The initial conflict in 2014, involving Russian annexation of Crimea and conflict in the east of Ukraine with two secessionist states, was Tarabalka's first experience in combat. This saw him gain experience flying support missions over the Donbas region.

Tarabalka was shot down on 13 March 2022 in the sky over Zhytomyr Oblast, Ukraine, while he was piloting a MiG-29 during a dogfight against several Russian fighter jets. International media speculated whether the legendary pilot, who was dubbed the "Ghost of Kyiv", and Tarabalka were in fact the same person, or whether the Ghost legend was simply made up and then applied to Tarabalka after his death, when his success against the Russian Air Force was known. However, an interview was published in April 2022 with a pilot discussing the Ghost (who was a member of his unit) before his identity was released. In the interview, the pilot indicated details that match Tarabalka as the Ghost, including the fact he flew a MiG-29 and was 29 years old.

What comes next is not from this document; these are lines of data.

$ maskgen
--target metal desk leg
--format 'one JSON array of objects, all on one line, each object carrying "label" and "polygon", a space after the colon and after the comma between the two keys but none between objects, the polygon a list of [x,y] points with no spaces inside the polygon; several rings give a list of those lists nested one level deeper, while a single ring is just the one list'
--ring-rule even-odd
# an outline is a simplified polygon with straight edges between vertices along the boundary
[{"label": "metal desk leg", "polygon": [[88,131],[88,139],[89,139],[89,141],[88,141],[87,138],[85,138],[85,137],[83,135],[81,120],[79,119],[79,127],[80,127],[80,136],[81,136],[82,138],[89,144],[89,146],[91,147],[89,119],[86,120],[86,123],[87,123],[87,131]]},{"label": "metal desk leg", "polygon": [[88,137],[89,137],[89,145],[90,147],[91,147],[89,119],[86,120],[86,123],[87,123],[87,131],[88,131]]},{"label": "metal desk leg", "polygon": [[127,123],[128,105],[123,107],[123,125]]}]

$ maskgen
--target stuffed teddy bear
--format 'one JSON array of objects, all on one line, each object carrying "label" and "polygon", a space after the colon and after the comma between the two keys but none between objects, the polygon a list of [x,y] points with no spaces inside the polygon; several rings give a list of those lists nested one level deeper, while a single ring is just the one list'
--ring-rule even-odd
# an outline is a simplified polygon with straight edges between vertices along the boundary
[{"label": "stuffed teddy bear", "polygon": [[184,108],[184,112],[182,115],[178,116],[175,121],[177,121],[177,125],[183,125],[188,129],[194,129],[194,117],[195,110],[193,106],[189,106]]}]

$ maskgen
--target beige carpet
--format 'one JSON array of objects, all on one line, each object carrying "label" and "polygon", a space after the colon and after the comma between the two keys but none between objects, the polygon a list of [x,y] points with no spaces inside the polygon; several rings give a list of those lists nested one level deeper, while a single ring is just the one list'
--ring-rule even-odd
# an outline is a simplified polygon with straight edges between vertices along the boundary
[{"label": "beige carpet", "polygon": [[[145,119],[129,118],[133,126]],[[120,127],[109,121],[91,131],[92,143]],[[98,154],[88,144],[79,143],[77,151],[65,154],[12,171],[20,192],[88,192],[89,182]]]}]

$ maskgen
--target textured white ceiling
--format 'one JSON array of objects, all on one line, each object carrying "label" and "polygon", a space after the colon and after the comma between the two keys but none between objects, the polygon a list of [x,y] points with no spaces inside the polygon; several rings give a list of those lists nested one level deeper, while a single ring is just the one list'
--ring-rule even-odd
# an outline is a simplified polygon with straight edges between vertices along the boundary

According to the Air Force Command of the Ukrainian Armed Forces, Tarabalka was not the "Ghost of Kyiv". The total amount of 40 aircraft shot down was done together by the pilots of the 40th Tactical Aviation Brigade. Other sources, including the New York Post and The Times of London, indicated that Tarabalka himself had shot down the 40 aircraft.

==Death==
Tarabalka was killed in action on 13 March 2022, at the age of 29, with rumours at the time raising suspicion he was the mysterious Ghost figure. According to Ukrainian sources, he died while on a mission, outnumbered in a dogfight. Tarabalka was buried in a cemetery in Korolivka, near Kolomyia. The Ukrainian Government planned to auction his helmet and gloves to raise funds for the ongoing conflict. It posthumously awarded him Ukraine's top award for bravery, the Order of the Golden Star, with the title Hero of Ukraine.

==Personal life==
Tarabalka was married and had an 8-year-old son at the time of his death. His mother, Nataliia Tarabalka, is a founder of the "Warmth of the Winged Soul" health center in the village of Tseniava.